Cat, Sleeping, Garden, Domestic, Brown  I work with students who often do not go to bed till 3, 4, or perhaps never made it to bed the night before.  They arrive yawning and by lunch, they've placed their heads on the table and are sound asleep.

I've seen students so tired, they slept through the bells ringing and the changing of classes.  Why does this happen?  Lots of reasons from alcohol, to fighting, to no one making sure they have gone to bed.

I'm sure many of you have the same happening at your school.  The students assure me they don't need much sleep but I know a lack of sleep can interfere significantly with learning.  There are two areas in which a lack of sleep can be detrimental to learning.  First, it can make it difficult for a person to focus on the material and learn it effectively.  Second, sleep gives the brain time to process information.

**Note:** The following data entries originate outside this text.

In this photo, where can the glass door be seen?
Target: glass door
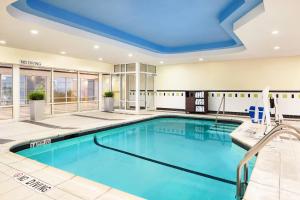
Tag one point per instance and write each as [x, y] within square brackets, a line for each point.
[116, 89]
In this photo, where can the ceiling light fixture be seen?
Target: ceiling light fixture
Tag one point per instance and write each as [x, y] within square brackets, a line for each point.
[275, 32]
[276, 48]
[34, 32]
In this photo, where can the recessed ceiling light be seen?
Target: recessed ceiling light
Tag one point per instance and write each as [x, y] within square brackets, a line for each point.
[276, 48]
[275, 32]
[34, 32]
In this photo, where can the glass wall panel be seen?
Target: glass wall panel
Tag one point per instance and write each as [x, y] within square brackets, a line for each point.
[130, 67]
[117, 68]
[65, 92]
[31, 80]
[131, 91]
[150, 92]
[6, 93]
[151, 69]
[89, 91]
[123, 94]
[143, 91]
[143, 68]
[105, 83]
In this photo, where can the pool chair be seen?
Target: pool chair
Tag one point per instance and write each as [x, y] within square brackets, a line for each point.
[256, 114]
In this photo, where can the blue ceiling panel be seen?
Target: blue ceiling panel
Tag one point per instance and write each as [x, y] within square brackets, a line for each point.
[162, 26]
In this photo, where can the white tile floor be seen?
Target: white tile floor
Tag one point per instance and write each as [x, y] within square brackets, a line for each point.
[276, 174]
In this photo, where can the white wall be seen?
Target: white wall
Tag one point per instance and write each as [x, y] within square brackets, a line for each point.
[278, 73]
[12, 55]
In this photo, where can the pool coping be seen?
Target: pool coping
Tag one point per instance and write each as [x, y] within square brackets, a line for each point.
[239, 136]
[26, 144]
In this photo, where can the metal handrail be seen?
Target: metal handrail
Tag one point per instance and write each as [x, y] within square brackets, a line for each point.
[277, 130]
[218, 112]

The lack of sleep can leave your brain feeling foggy, messes with your judgement, and it interferes ith your fine motor skills.  In addition, it can put you at risk for certain health issues such as diabetes, obesity, and other diseases.

As for your memory, scientists believe sleep is needed so the brain has time to consolidate information.  It is believed that the hippocampus and neocortex are the actual parts of the brain involved in the process.  While you sleep the hippocampus relays the events of the day (including what you've learned) to the neocortex where these memories are reviewed and processed and stored as long term memories.

In addition, it appears that some memories become more stable during REM (Rapid Eye Movement), while other memories become more secure during deep sleep.  Sleep allows your brain to sort through memories to determine the important ones and strengthens information.

Apparently when you sleep, your brain cells shrink some to allow fluid to flow around and between the cells.  The fluid washes out toxins and cleans it up so you can think better. Furthermore when you get enough sleep your ability to tackle harder problems and understand problems increase.

One reason it is good to go over material before you take a nap or go to sleep for the night increases your chances of dreaming about it.  When you dream about the material, it helps you understand the material better and remember it better.

So anytime you have a teen who tells you they do well on 3 or 4 hours a sleep each night, let them know how more sleep will help them in school.